Telco cost complaints about network traffic don't stack up
If only gigabytes were a finite resource, dug out of the ground like a fossil fuel. Energy company profits have geysered on supply constraints and rocketing prices even as ordinary households cut usage and granny shivers in the corner. No one is exercising restraint in telecom. Data, the commodity in which the industry deals, is a bottomless well, and consumers are guzzling from it more greedily year after year. Meanwhile, many of Europe's networks do not even cover their costs, according to research from Barclays.
Tumbling prices are observable in country data compiled by Cable.co.uk, a UK price comparison website. It analyzed more than 5,000 mobile data plans across 233 countries to calculate the cost to a consumer of a gigabyte. In the UK, it has plunged from $6.66 in 2019 to just $0.79 this year, and drops have occurred in most of Europe's other big markets. In Germany, the average price fell from $6.96 to $2.67 over this period, while French consumers were paying just $0.23, down from $1.21 three years ago. Italians can this year buy a gigabyte for as little as $0.12. In 2019, it would have cost them $1.73.

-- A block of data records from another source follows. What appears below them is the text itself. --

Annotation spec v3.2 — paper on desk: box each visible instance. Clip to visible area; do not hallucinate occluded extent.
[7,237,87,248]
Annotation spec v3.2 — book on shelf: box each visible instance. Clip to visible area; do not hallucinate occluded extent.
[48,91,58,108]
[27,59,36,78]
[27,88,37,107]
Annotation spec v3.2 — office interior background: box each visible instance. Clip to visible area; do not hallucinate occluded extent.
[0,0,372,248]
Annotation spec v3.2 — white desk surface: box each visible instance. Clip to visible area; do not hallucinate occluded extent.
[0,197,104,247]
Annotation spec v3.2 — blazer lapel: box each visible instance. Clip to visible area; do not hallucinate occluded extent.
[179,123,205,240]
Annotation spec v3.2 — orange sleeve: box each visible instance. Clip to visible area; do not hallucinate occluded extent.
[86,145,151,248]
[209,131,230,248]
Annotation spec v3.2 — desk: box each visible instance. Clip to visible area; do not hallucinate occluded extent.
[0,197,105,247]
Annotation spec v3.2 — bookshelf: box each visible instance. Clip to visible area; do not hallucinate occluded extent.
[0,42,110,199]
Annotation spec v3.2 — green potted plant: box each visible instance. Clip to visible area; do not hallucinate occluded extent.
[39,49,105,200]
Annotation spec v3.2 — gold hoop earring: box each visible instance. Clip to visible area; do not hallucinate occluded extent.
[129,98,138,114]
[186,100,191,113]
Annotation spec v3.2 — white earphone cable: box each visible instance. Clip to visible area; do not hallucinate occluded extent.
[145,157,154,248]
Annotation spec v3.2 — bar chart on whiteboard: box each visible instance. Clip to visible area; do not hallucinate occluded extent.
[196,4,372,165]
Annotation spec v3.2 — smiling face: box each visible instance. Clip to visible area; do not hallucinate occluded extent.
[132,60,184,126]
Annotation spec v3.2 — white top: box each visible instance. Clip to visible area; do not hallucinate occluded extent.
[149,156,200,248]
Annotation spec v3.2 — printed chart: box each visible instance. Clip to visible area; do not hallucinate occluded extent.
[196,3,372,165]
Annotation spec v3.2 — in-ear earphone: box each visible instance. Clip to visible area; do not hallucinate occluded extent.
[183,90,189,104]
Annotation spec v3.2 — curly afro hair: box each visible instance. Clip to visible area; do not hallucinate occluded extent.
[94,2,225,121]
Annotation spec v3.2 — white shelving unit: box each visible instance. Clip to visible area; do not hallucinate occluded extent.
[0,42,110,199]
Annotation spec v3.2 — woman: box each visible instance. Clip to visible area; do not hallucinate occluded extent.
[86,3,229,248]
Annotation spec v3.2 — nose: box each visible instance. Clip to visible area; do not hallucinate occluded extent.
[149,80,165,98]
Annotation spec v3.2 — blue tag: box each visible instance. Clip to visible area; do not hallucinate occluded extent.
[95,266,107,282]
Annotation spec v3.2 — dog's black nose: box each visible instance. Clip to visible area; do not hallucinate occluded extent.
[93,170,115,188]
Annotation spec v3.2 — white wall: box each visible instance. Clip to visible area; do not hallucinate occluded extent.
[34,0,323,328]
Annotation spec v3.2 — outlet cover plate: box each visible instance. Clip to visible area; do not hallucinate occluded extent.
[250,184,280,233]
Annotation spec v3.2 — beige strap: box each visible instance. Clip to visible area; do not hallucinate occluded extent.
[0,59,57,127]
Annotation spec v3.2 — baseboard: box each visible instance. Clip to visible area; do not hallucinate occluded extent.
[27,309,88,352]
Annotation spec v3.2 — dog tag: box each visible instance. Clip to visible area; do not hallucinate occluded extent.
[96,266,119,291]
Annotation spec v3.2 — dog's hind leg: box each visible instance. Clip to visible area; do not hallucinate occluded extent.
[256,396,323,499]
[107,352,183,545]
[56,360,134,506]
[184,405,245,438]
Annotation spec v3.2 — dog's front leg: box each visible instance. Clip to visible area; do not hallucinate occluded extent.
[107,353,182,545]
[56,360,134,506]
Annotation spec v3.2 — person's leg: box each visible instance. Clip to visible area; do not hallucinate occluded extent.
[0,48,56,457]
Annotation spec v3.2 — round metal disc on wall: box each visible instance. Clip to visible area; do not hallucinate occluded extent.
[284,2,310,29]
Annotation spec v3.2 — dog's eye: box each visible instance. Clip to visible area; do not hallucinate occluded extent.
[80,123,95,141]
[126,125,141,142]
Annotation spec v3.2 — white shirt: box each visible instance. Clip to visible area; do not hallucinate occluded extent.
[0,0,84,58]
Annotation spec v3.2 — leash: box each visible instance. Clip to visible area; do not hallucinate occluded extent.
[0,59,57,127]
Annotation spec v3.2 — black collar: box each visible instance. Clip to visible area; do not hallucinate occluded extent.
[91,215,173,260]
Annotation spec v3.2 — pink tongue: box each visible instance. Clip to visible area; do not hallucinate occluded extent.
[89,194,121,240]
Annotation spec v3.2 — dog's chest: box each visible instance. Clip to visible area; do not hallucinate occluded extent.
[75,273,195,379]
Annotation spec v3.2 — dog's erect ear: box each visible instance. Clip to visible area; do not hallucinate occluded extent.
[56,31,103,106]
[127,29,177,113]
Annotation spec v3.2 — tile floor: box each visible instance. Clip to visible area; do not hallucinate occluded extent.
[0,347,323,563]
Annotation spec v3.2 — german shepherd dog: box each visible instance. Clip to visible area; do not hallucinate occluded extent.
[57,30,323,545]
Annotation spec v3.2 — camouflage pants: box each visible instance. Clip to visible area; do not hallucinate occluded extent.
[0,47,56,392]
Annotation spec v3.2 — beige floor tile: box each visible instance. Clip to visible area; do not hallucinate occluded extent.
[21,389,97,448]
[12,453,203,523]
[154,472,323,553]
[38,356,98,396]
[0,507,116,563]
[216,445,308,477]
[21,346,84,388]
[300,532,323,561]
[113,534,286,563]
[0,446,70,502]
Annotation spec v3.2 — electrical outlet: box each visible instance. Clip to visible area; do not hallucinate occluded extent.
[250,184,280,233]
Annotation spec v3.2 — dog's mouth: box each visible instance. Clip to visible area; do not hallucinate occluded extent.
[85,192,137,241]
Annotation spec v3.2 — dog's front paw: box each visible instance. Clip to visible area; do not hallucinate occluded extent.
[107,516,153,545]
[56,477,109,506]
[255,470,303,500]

There are some European exceptions to this pattern. In Spain, the price has ticked up from $0.56 to $0.60 in the last three years, while in Finland it has more than quintupled, from $1.16 to $6.01. It is arguably a red herring, or, at least, not a very scientific assessment of the telco business model and its problems (more on that later). But it does point to the industry habit of including more generous data bundles in monthly tariffs. And that generosity is killing telcos, or so they would have the wider world believe.

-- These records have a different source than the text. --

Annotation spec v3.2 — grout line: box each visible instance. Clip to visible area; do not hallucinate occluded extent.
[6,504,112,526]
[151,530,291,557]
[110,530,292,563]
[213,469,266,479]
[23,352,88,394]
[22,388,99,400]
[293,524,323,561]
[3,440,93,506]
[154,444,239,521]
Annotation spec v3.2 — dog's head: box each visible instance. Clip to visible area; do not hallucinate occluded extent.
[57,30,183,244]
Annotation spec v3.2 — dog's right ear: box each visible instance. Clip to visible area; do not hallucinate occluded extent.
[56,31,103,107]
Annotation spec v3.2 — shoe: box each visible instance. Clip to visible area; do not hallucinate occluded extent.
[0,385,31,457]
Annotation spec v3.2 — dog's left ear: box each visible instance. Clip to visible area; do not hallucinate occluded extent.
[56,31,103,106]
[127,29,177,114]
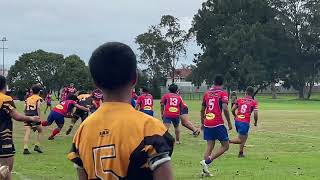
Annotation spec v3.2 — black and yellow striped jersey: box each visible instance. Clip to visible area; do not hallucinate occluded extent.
[24,94,43,116]
[68,102,174,179]
[0,93,16,158]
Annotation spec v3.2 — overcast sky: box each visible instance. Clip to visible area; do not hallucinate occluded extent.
[0,0,203,65]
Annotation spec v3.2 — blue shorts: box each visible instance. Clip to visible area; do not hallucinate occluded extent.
[141,110,153,116]
[234,121,250,136]
[47,111,64,125]
[163,117,180,127]
[203,125,229,141]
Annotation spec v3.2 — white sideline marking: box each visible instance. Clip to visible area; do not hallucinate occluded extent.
[257,130,320,139]
[12,171,31,180]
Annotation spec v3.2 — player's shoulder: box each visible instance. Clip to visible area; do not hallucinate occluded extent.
[0,93,13,102]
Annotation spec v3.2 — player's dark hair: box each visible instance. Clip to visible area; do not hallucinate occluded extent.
[89,42,137,90]
[78,91,88,95]
[214,74,224,86]
[67,94,78,101]
[141,87,150,93]
[168,84,178,93]
[0,75,7,91]
[31,85,42,94]
[246,86,254,96]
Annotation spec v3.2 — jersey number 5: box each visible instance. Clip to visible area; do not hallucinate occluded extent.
[92,144,119,179]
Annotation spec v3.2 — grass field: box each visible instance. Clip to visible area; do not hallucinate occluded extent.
[10,97,320,180]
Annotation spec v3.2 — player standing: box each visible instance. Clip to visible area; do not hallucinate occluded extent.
[160,84,185,144]
[44,90,52,114]
[0,75,40,180]
[200,75,232,176]
[23,85,43,154]
[136,87,153,116]
[66,92,93,135]
[68,42,173,180]
[230,87,258,158]
[42,95,90,140]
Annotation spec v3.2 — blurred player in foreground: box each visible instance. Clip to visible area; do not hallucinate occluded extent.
[160,84,186,144]
[200,75,232,176]
[23,85,43,154]
[230,87,258,158]
[44,90,52,114]
[68,42,173,180]
[42,95,90,140]
[0,75,40,180]
[66,92,93,135]
[136,87,153,116]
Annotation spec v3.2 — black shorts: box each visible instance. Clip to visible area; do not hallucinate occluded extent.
[0,144,16,158]
[73,109,89,121]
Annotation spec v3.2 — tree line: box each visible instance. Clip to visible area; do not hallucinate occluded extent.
[136,0,320,99]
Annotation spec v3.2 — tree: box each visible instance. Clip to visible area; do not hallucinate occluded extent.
[8,50,64,91]
[8,50,93,97]
[135,15,187,82]
[190,0,289,93]
[59,55,93,90]
[271,0,320,99]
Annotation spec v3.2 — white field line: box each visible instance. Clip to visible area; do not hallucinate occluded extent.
[256,130,320,139]
[12,171,31,180]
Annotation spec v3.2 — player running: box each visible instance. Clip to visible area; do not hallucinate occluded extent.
[230,87,258,158]
[44,90,52,114]
[90,89,103,113]
[68,42,173,180]
[136,87,153,116]
[66,92,93,135]
[23,85,43,154]
[160,84,186,144]
[42,95,90,140]
[200,75,232,176]
[0,75,40,180]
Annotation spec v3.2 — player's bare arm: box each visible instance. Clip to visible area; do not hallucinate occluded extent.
[74,104,90,112]
[153,161,173,180]
[10,109,40,122]
[222,103,232,130]
[200,106,206,126]
[231,105,238,117]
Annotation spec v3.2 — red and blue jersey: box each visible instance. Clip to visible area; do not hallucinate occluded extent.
[235,96,258,123]
[202,86,229,128]
[137,93,153,111]
[52,100,77,116]
[160,93,186,118]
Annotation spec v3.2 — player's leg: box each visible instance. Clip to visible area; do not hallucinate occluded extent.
[163,118,171,131]
[0,156,14,180]
[211,125,229,160]
[66,112,80,135]
[180,114,200,136]
[172,118,181,144]
[48,114,64,140]
[33,125,43,153]
[23,122,31,154]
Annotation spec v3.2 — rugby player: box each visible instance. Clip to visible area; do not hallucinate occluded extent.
[41,95,90,140]
[0,75,40,180]
[200,75,232,176]
[23,85,43,154]
[230,87,258,158]
[136,87,153,116]
[160,84,186,144]
[68,42,174,180]
[66,91,93,135]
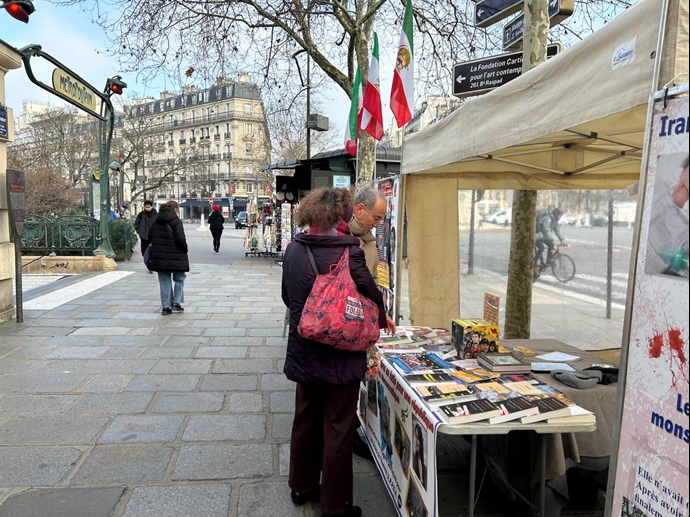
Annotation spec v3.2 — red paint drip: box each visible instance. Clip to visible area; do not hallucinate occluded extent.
[647,334,664,359]
[668,329,687,366]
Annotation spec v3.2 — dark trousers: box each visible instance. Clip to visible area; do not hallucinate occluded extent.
[141,239,151,257]
[289,383,359,514]
[211,229,223,251]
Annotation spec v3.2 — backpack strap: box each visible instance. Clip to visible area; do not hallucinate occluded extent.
[304,244,319,276]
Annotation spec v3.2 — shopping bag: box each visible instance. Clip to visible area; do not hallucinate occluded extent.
[297,246,379,352]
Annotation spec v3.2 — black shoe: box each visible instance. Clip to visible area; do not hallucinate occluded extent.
[290,487,321,506]
[352,432,374,461]
[321,506,362,517]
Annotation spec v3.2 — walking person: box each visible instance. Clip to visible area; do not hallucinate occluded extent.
[282,188,387,517]
[149,201,189,316]
[208,205,225,255]
[134,199,158,274]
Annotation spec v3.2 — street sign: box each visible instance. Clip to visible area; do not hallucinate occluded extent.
[474,0,523,27]
[453,45,561,97]
[503,0,575,50]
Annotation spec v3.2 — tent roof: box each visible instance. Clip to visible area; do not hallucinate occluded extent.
[402,0,688,189]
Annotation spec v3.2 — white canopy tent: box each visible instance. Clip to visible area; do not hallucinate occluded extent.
[402,0,688,326]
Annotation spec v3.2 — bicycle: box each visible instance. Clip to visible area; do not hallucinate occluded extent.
[533,242,575,284]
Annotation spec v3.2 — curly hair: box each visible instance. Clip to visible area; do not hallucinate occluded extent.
[295,188,352,229]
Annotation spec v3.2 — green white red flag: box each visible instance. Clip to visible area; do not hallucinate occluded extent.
[391,0,414,127]
[345,66,362,156]
[359,33,383,140]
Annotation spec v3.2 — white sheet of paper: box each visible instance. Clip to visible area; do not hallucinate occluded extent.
[536,352,579,363]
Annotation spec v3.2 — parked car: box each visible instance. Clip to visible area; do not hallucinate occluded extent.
[235,212,249,229]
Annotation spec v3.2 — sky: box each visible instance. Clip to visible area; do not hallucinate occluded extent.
[0,0,395,138]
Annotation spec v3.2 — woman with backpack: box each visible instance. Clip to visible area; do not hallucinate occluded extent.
[282,188,387,517]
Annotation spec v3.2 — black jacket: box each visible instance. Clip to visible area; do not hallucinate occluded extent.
[208,212,225,230]
[134,208,158,241]
[149,206,189,272]
[282,233,386,385]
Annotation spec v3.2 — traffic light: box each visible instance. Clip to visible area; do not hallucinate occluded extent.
[0,0,36,23]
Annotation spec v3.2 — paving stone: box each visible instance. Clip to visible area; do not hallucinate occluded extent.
[182,415,266,442]
[125,374,201,391]
[151,393,225,413]
[151,359,211,374]
[70,393,153,415]
[271,413,295,440]
[71,445,173,486]
[255,373,295,391]
[228,393,264,413]
[41,359,156,374]
[0,447,81,486]
[201,374,259,391]
[48,346,110,359]
[77,375,131,393]
[172,443,273,480]
[0,415,110,445]
[0,395,79,416]
[141,346,194,359]
[237,481,304,517]
[123,485,231,517]
[213,359,273,373]
[194,346,248,359]
[0,487,125,517]
[270,391,295,413]
[98,415,184,443]
[0,375,87,393]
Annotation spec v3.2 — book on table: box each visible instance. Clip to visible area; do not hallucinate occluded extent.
[477,354,532,373]
[415,382,477,409]
[489,397,539,424]
[439,399,501,425]
[520,395,572,424]
[403,373,458,388]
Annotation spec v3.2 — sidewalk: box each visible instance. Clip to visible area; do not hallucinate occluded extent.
[0,256,396,517]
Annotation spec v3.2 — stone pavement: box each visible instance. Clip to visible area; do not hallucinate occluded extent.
[0,255,396,517]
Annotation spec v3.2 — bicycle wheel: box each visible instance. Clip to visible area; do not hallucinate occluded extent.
[551,253,575,284]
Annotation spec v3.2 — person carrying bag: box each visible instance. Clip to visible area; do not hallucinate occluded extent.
[282,189,388,517]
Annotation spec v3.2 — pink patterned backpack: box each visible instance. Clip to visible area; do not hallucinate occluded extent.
[297,246,379,352]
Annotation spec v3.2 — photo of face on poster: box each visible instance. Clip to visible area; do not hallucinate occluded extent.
[405,476,427,517]
[644,153,688,278]
[367,379,379,416]
[379,382,393,465]
[412,417,427,490]
[394,413,410,477]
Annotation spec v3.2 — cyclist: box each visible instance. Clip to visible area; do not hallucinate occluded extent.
[534,208,565,277]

The basic telco argument is that networks are wobbling under the growing weight of data traffic like an old man loaded with increasingly heavy bags. There is a chart at the end of Ericsson's latest mobility report (dated June) that seems to prove the case about consumption (on mobile networks, at least). At the start of 2020, about 40 exabytes of traffic flowed through the world's mobile networks every month, it shows. By June this year, the amount had reached 100 exabytes.
Fairly obvious to anyone who monitors the sector is that revenues have not risen in lockstep. Take Deutsche Telekom, Europe's biggest operator, as a proxy. In Germany, its main European market, it earned sales of about €2.1 billion ($2.2 billion) in the April-to-June quarter of this year, about 8% more than it made between January and March of 2020. If sales had gone up at the same rate as international mobile traffic, Deutsche Telekom's German mobile arm would have reported more than €4.9 billion ($5.1 billion) in revenues.
The cost of a gigabyte
Less discernible are Deutsche Telekom's German mobile costs, which it does not report. But its overall profit margins in Germany appear to have risen in the last six years. Back in 2016, Deutsche Telekom's margin for adjusted EBITDA (earnings before interest, tax, depreciation and amortization – a preferred telco measure of profitability) was 37.8%. Last year, it was 39.5%. This increase, and what seems to be a very healthy margin, is inconvenient for an industry grumbling about the cost burden of data traffic.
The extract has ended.